4. Whites Chose and Appointed Dr. King’s Leadership. This is another example of disingenuous claims from Dr. King's detractors. Dr. King rose to national and later global prominence from his leadership of the Montgomery bus boycott of 1953-54, initially called by longtime activist Jo Ann Robinson. The Montgomery Improvement Association, composed entirely of Black clergy and community members (my maternal grandmother included), Several years passed before Dr. King received mass support from liberal elements of the white community, and even then he received criticism from some of those elements – a situation for example that led him to write his famous “Letter From a Birmingham Jail” in response to white clergy who thought him too impulsive and radical.

Why is it necessary for us to debunk myths about Dr. King? So that we are empowered to understand, defend, and implement his ideas. If we sift through the propaganda, and truly understand Dr. King’s motives and ideas, we can diligently defend him from those who wish to distort and pervert his meaning for us today.

This empowers us to use his ideas to challenge politicians and others who claim to support Dr. King, but write legislation and public policy diametrically opposed to his politics.

An accurate understanding of Dr. King's ideas also equips us to raise important questions. For example, how does Dr. King’s philosophy speak to the murders of Osama Bin Laden or Muammar Ghaddifi without the benefit of a trial by members of their countries?

How should we interpret and respond to escalating acts of police brutality and corporate malfeasance? How do we understand America’s military relationships with Iraq, Iran, Pakistan, Afghanistan or Israel’s occupation of Palestinian land? What is our moral and political mandate concerning poverty, public education, healthcare, homelessness and the prison system? Has America truly become “post-racial,” or does white supremacy and discrimination still dominate the landscape? I think not. Nor would Dr. King. But to hear opponents of Affirmative Action and Tea Party advocates tell it, Dr. King championed their racist and hegemonic views!

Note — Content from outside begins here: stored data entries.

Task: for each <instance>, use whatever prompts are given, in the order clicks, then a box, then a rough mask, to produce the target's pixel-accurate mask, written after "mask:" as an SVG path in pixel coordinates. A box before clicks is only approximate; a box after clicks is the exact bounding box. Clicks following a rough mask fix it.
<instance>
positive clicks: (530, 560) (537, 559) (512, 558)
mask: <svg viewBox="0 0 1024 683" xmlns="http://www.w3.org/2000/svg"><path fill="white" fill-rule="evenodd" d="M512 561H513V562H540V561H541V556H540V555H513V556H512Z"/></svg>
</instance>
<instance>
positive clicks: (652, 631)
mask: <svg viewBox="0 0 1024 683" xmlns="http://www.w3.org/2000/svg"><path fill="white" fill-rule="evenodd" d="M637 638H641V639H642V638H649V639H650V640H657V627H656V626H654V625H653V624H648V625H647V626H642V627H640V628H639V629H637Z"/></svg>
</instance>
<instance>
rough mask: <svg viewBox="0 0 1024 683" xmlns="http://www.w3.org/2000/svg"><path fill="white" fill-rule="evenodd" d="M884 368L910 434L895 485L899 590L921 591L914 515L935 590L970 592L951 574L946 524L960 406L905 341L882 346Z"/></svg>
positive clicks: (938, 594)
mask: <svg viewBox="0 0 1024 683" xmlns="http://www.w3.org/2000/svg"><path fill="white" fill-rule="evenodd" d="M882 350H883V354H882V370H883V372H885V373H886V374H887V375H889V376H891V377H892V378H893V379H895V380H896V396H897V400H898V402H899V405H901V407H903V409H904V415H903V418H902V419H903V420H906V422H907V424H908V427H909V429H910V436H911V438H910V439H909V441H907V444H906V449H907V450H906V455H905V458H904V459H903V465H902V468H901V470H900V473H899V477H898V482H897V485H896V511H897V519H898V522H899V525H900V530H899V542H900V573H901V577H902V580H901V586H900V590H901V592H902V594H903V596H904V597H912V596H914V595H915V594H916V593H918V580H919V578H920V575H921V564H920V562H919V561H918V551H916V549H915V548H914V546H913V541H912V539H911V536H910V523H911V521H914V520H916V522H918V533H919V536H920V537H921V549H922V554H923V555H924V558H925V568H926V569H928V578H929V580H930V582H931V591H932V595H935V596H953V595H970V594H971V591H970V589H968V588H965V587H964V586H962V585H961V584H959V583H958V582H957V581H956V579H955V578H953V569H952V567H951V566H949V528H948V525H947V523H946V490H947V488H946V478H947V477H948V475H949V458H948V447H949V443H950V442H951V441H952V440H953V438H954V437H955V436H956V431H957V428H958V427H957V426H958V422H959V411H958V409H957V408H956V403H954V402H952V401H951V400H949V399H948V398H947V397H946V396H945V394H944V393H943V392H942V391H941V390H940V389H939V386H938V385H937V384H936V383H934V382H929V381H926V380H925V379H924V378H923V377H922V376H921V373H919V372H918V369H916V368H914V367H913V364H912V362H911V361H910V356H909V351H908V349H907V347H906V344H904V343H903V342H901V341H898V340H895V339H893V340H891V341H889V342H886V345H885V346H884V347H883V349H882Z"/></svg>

This nation has a perverted fetish for vilifying Black voices of resistance, only to shamefully reinvent them and their legacies upon their demise. Citizens of conscience and consciousness must reject these fictitious accounts of our authentic heroes and sheroes. Dr. King was murdered on April 4, 1968. And his ideological opponents continue to murder his meaning and legacy today. Not only do Black lives matter, so does Black historical memory, and no ultra right-wing whites (or their shameful Black collaborators) get to determine it.